Out of memory at Q4_K_M, or when raising the context

On a 16GB 4080, Q4_K_M weights (14.33GB) leave only ~1.5–2GB for the KV cache, so even a moderate f16 context can exhaust VRAM. Options, in order: quantize the KV cache with -fa on -ctk q8_0 -ctv q8_0 (roughly halves cache VRAM); lower -c. There is no smaller-fitting step on this card — Q4_K_M is already the only quant that fits 16GB, so for Q5_K_M / Q6_K or a large f16 context you need a 24GB card. If you enabled --mmproj for images, remember it's another ~0.88GB.

Image input doesn't work

Vision needs the mmproj projector loaded alongside the quant via --mmproj (see Running) — the quant alone is text-only. The mmproj-* file lives in the same GGUF repo as the weights; make sure you're on a recent llama.cpp/Ollama build with multimodal support, and that your client actually sends the image in the request. The projector is ~0.88GB of extra VRAM, which is significant on this 16GB card — lower -c to make room.

torch / CUDA errors — this is llama.cpp, not a Python ML stack

Serving Mistral Small 3.2 via llama.cpp or Ollama does not require PyTorch, flash-attn wheels, or a Python ML stack. If you hit a CUDA error, confirm you built (or downloaded) the CUDA-enabled llama.cpp (Option A, -DGGML_CUDA=ON) rather than a CPU-only binary.

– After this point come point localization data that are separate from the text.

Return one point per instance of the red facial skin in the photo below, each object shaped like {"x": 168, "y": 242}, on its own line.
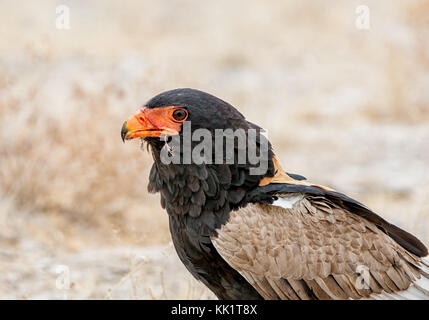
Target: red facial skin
{"x": 154, "y": 122}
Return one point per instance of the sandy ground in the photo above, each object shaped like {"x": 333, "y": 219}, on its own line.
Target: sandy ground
{"x": 347, "y": 108}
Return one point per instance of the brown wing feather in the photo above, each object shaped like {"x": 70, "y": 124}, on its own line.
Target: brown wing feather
{"x": 316, "y": 249}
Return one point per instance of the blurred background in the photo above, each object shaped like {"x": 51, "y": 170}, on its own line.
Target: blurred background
{"x": 346, "y": 106}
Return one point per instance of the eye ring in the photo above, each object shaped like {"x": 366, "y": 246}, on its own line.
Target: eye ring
{"x": 180, "y": 115}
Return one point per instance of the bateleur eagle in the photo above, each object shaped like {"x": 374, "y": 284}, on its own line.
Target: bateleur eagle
{"x": 268, "y": 235}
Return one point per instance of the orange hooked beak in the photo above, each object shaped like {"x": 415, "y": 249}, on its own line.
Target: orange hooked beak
{"x": 154, "y": 122}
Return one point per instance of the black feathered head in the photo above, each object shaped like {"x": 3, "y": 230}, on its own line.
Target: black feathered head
{"x": 168, "y": 115}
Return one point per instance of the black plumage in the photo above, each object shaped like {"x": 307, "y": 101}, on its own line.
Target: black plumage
{"x": 199, "y": 198}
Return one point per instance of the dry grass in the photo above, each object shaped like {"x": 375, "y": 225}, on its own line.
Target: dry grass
{"x": 69, "y": 188}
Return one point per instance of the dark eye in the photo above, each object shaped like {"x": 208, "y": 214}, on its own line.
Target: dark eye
{"x": 180, "y": 115}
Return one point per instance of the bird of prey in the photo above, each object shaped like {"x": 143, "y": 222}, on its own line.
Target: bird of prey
{"x": 266, "y": 234}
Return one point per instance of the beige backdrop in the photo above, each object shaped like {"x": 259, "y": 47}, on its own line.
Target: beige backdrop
{"x": 346, "y": 107}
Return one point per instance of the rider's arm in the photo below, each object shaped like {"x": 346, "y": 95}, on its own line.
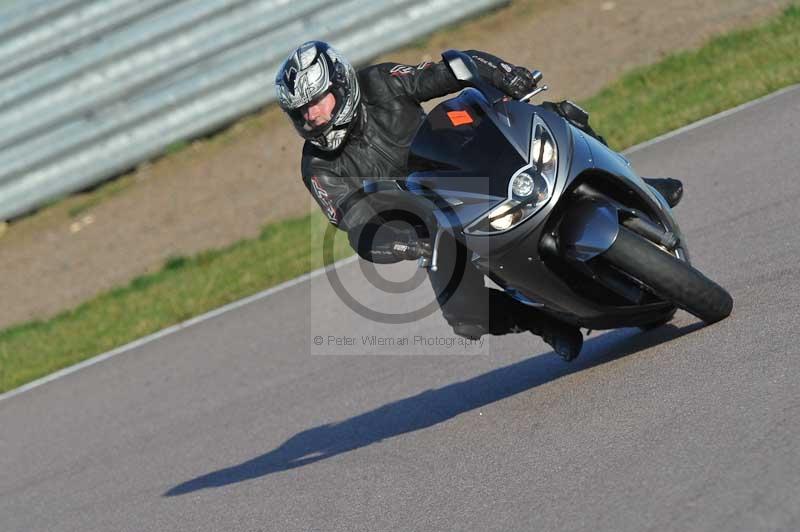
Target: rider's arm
{"x": 430, "y": 80}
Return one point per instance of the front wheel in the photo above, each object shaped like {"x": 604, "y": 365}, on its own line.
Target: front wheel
{"x": 668, "y": 277}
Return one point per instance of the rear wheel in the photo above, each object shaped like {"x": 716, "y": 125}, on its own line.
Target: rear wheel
{"x": 668, "y": 277}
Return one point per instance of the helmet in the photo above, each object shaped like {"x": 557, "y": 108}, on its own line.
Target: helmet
{"x": 310, "y": 72}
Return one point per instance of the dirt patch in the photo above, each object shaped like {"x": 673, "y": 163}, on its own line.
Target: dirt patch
{"x": 224, "y": 189}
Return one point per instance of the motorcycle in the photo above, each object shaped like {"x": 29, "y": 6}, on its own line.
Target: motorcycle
{"x": 549, "y": 212}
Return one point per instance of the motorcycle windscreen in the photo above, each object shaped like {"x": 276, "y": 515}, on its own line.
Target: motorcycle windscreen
{"x": 458, "y": 138}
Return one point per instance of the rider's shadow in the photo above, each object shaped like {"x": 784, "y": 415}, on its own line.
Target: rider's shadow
{"x": 430, "y": 407}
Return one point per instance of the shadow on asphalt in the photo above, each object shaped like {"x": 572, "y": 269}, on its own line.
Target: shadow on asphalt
{"x": 431, "y": 407}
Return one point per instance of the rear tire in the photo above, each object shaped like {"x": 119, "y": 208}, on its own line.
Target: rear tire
{"x": 669, "y": 277}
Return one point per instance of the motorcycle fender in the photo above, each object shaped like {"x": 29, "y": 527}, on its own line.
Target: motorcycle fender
{"x": 588, "y": 228}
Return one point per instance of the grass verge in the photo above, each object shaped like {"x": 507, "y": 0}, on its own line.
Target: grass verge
{"x": 646, "y": 102}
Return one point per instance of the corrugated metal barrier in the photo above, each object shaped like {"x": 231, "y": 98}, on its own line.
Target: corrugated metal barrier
{"x": 90, "y": 88}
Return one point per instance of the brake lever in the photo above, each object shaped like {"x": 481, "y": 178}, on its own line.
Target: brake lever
{"x": 536, "y": 91}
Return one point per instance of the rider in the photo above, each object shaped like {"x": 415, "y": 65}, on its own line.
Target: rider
{"x": 360, "y": 124}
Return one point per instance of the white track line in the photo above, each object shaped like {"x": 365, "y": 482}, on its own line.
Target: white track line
{"x": 293, "y": 282}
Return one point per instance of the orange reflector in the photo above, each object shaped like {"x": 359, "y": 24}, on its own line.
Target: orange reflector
{"x": 459, "y": 118}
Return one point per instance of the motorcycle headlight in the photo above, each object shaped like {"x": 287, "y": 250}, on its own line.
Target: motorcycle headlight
{"x": 530, "y": 187}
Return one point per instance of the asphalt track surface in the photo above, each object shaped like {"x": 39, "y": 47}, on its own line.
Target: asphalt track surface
{"x": 237, "y": 423}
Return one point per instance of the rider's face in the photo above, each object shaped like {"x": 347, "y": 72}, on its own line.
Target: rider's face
{"x": 318, "y": 112}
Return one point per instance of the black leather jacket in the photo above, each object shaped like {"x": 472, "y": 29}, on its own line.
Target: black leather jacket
{"x": 377, "y": 146}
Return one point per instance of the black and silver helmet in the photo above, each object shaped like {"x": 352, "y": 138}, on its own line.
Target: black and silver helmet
{"x": 309, "y": 73}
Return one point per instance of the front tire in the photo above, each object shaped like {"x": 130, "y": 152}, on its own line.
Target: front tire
{"x": 668, "y": 277}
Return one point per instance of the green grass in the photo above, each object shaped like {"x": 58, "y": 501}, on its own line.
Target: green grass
{"x": 646, "y": 102}
{"x": 688, "y": 86}
{"x": 183, "y": 288}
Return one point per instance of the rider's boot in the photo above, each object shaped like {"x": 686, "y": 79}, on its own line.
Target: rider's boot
{"x": 671, "y": 189}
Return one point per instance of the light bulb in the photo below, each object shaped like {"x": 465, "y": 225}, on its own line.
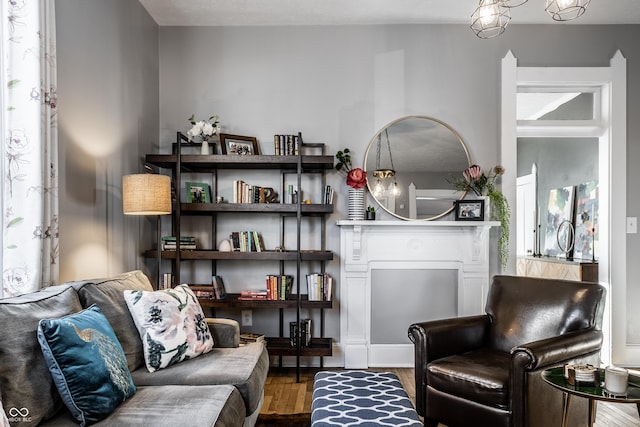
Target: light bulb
{"x": 378, "y": 189}
{"x": 563, "y": 4}
{"x": 395, "y": 190}
{"x": 489, "y": 14}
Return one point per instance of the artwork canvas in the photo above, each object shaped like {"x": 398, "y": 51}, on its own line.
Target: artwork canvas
{"x": 198, "y": 192}
{"x": 586, "y": 224}
{"x": 560, "y": 210}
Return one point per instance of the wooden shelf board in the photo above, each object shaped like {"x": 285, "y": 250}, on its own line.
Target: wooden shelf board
{"x": 199, "y": 162}
{"x": 232, "y": 301}
{"x": 282, "y": 347}
{"x": 283, "y": 208}
{"x": 255, "y": 256}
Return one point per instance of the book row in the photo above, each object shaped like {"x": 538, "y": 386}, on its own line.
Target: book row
{"x": 170, "y": 243}
{"x": 247, "y": 193}
{"x": 286, "y": 145}
{"x": 246, "y": 241}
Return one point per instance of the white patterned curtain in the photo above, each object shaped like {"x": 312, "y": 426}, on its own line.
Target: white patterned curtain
{"x": 29, "y": 202}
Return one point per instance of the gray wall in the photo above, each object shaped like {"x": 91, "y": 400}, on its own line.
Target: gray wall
{"x": 121, "y": 79}
{"x": 108, "y": 118}
{"x": 339, "y": 85}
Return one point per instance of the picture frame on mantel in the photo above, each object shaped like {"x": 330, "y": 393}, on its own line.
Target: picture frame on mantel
{"x": 238, "y": 145}
{"x": 469, "y": 210}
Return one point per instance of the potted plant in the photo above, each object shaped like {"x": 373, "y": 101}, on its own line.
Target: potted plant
{"x": 371, "y": 213}
{"x": 475, "y": 180}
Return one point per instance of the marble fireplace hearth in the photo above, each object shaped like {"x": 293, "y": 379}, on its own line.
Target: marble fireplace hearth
{"x": 369, "y": 248}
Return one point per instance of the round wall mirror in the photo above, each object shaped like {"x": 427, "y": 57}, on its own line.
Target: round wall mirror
{"x": 409, "y": 164}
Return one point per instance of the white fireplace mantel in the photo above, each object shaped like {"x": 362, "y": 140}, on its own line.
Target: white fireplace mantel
{"x": 366, "y": 245}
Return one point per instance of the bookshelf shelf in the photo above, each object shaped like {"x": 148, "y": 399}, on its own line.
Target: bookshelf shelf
{"x": 291, "y": 168}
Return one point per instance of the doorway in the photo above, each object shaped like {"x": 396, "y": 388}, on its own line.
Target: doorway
{"x": 610, "y": 131}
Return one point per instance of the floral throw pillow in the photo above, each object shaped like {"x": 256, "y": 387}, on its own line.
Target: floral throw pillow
{"x": 171, "y": 324}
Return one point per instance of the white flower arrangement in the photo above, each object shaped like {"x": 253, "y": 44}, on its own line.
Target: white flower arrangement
{"x": 203, "y": 128}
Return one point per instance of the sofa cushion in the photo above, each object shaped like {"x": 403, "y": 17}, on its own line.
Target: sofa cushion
{"x": 170, "y": 406}
{"x": 171, "y": 324}
{"x": 87, "y": 364}
{"x": 25, "y": 382}
{"x": 108, "y": 295}
{"x": 245, "y": 367}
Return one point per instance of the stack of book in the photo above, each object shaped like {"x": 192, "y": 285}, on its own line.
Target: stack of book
{"x": 203, "y": 292}
{"x": 319, "y": 286}
{"x": 279, "y": 286}
{"x": 249, "y": 337}
{"x": 287, "y": 145}
{"x": 328, "y": 195}
{"x": 246, "y": 193}
{"x": 247, "y": 241}
{"x": 169, "y": 243}
{"x": 304, "y": 333}
{"x": 252, "y": 296}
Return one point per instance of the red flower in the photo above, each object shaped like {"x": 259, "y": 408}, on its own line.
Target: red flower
{"x": 356, "y": 178}
{"x": 472, "y": 173}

For large-VRAM or multi-GPU production serving you could instead run the full-precision weights under a server like vLLM, but that needs far more than 16GB (bf16 is ~47GB) — on a single 4080 the GGUF + llama.cpp path is the right one.

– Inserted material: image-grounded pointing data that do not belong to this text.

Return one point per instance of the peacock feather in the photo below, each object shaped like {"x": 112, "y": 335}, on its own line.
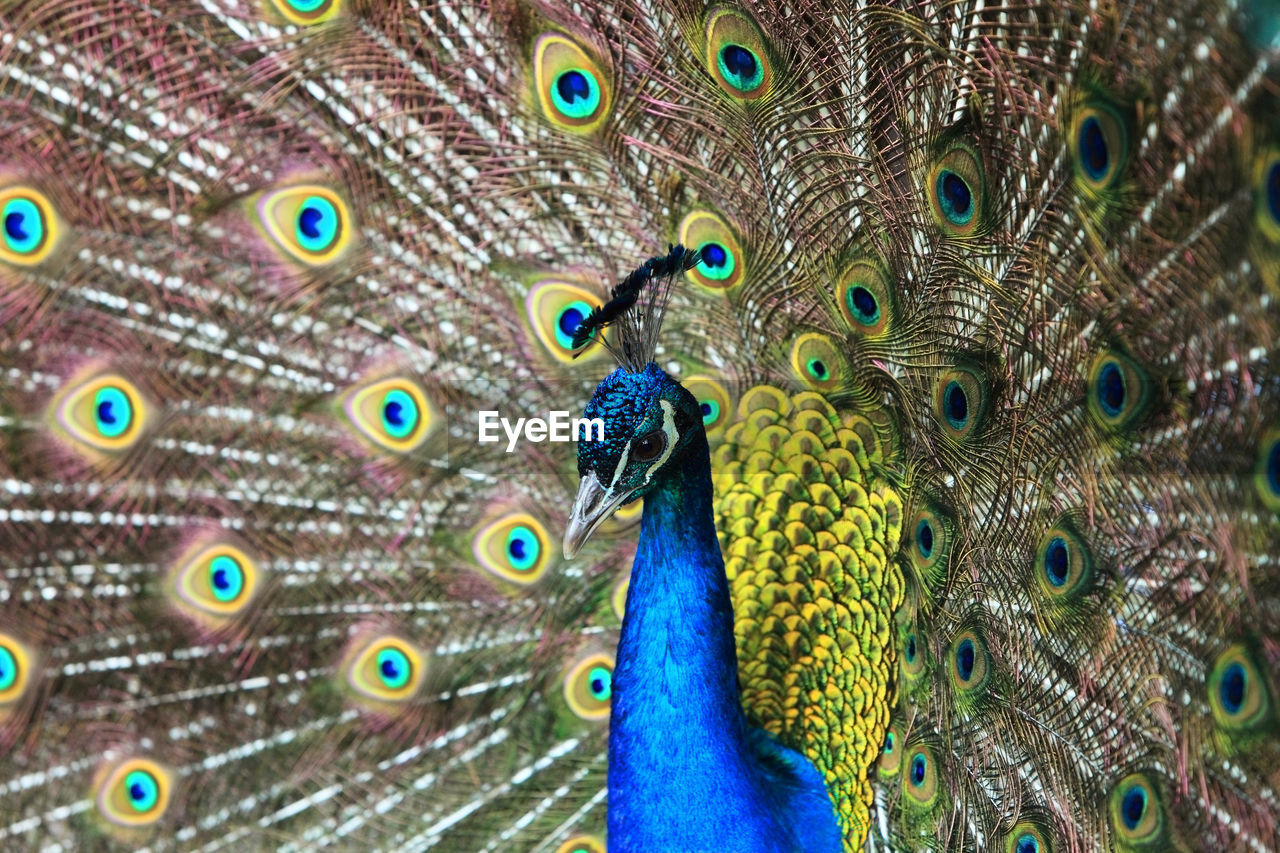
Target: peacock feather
{"x": 947, "y": 391}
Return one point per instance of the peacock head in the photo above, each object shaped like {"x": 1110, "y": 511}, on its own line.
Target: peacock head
{"x": 649, "y": 423}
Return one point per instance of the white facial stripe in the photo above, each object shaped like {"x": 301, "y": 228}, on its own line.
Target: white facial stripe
{"x": 668, "y": 425}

Model or GPU 404 on /check

Mistral Small 3.2 24B is a new addition; if the /check/mistral-small-3-2-24b/rtx-4080 link 404s, the catalogue row is still being registered. The recipe's install and run steps are independent of the benchmark endpoint.

common questions
How much VRAM does Mistral Small 3.2 24B need?

About 16 GB — the minimum this recipe targets.

Which GPUs is Mistral Small 3.2 24B tested on?

RTX 4080 (16 GB).

How hard is this setup?

Intermediate — follow the steps above.